Parshah Mikeitz – “Kulanu ….”

A Time For Humility And A Time For Assertiveness

In Parshah Mikeitz, Yosef’s brothers vigorously deny his accusation that they are spies and insist: “We are all sons of one man; we are truthful people; your servants have never been spies.” [Bereshith 42:11]

Rav Samson Raphael Hirsch has two interesting observations on this passuk [verse].

First Rav Hirsch notes that we have seen throughout history that as strong as family bonds may be, when times of panic arrive, these ties often give way to an “every man for himself” attitude. When it comes to a question of “my survival or your survival,” family connections have a way of breaking down very rapidly.

There was a famine. People were lining up for food. They did not know if the food supply would run out or not. Most people under such circumstances would be tempted to try to push ahead in front of the line.

However, the sons of Yaakov stood together as a group. “We are all the sons of one man” in good times or in bad times.

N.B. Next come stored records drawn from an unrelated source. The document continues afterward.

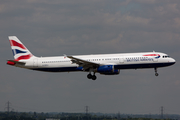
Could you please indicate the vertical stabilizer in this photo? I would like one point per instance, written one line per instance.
(20, 52)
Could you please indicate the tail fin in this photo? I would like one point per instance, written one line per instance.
(20, 52)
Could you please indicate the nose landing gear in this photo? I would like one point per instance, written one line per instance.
(156, 74)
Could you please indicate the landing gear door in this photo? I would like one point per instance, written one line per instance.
(35, 62)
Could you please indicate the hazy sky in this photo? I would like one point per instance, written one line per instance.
(75, 27)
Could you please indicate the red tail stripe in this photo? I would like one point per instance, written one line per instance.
(24, 57)
(14, 43)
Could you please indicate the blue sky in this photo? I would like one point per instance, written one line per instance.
(54, 28)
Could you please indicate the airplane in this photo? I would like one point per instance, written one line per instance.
(105, 64)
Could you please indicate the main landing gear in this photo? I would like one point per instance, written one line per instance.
(156, 74)
(90, 76)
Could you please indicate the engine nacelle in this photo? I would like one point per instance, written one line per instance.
(108, 70)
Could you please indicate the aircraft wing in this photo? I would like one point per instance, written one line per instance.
(84, 63)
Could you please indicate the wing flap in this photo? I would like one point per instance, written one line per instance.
(84, 63)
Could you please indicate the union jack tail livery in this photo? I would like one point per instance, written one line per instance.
(20, 52)
(105, 64)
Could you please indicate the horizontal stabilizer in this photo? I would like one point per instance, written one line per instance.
(13, 62)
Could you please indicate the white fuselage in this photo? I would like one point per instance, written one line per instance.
(119, 61)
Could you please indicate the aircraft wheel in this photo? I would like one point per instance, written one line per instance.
(89, 76)
(94, 77)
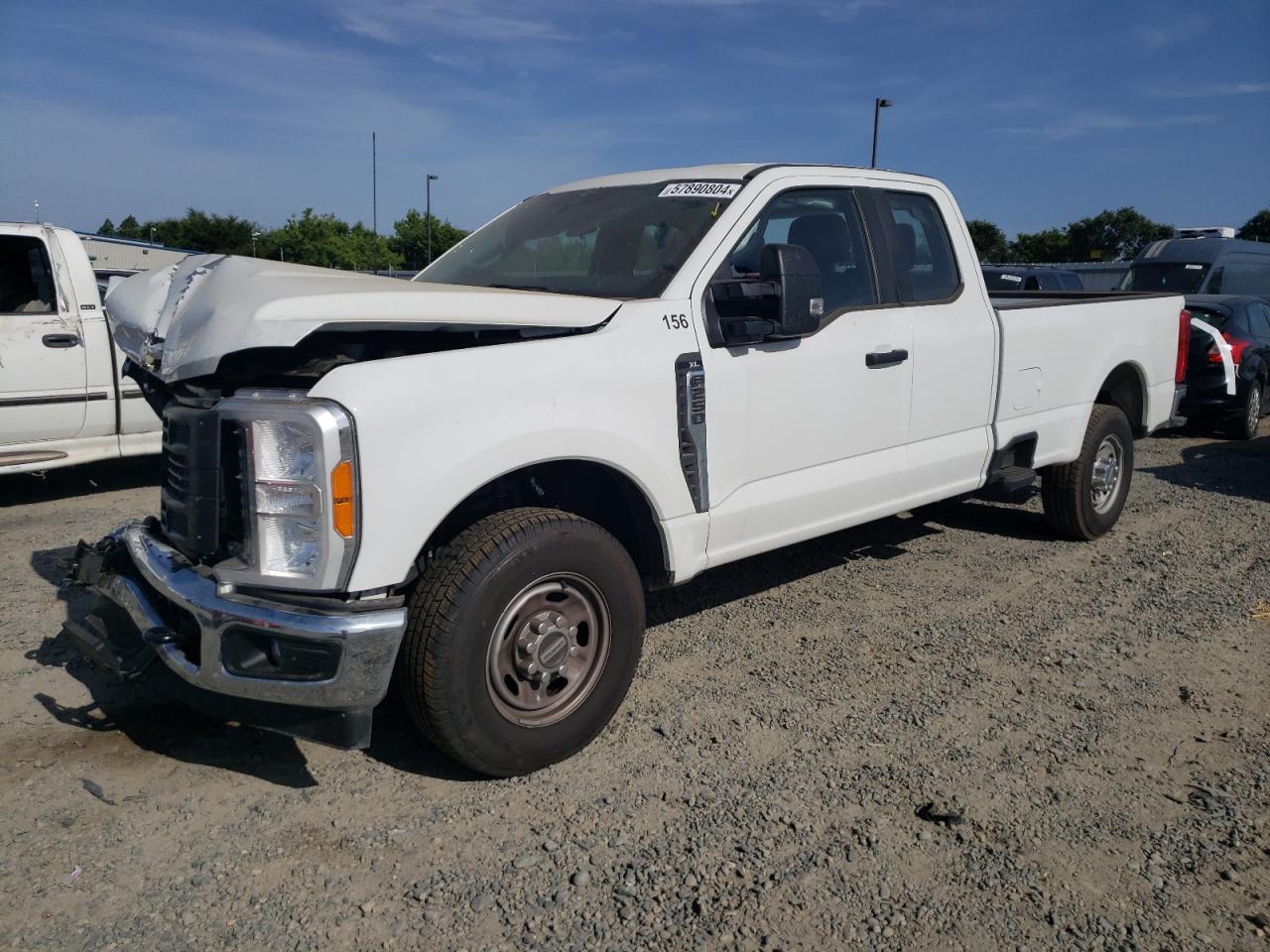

We are either all going to get food or none of us will get food.

The second insight that Rav Hirsch makes is classic Hirschian exegesis.

The way the brothers stated that they were all the sons of one man by saying, “Kulanu bnei ish echad NACHNU.” NACHNU [we / us] is an abbreviated version of the word ANACHNU. In fact, this very word ANACHNU is used in the next phrase of the passuk: “keinim ANACHNU” (WE are truthful people). Rav Hirsch asks why the passuk is inconsistent in the use of this first person plural pronoun. Why is it stated as NACHNU one time and then as ANACHNU just two words later?

Rav Hirsch explains that the two words have different connotations.

NACHNU is a much more modest form of the word for “we” than is ANACHNU. When one does not wish to assert himself and wishes to show modesty, he does not use the full word ANACHNU, but rather the more subtle and diminished form, NACHNU.

Rav Hirsch elaborates: When demonstrating their distinguished genealogy (yichus), they were modest – kulanu bnei ish echad NACHNU. But when their integrity was being impugned, then the occasion called for putting aside all modesty and forcefully denying the charge. Therefore, they aggressively used the word ANACHNU and stood up proudly for who they were: WE are truthful people.

The same people, who in the previous breath were modest and humble in presenting their lineage, were forceful and unapologetic in stating whom they were: keinim ANACHNU.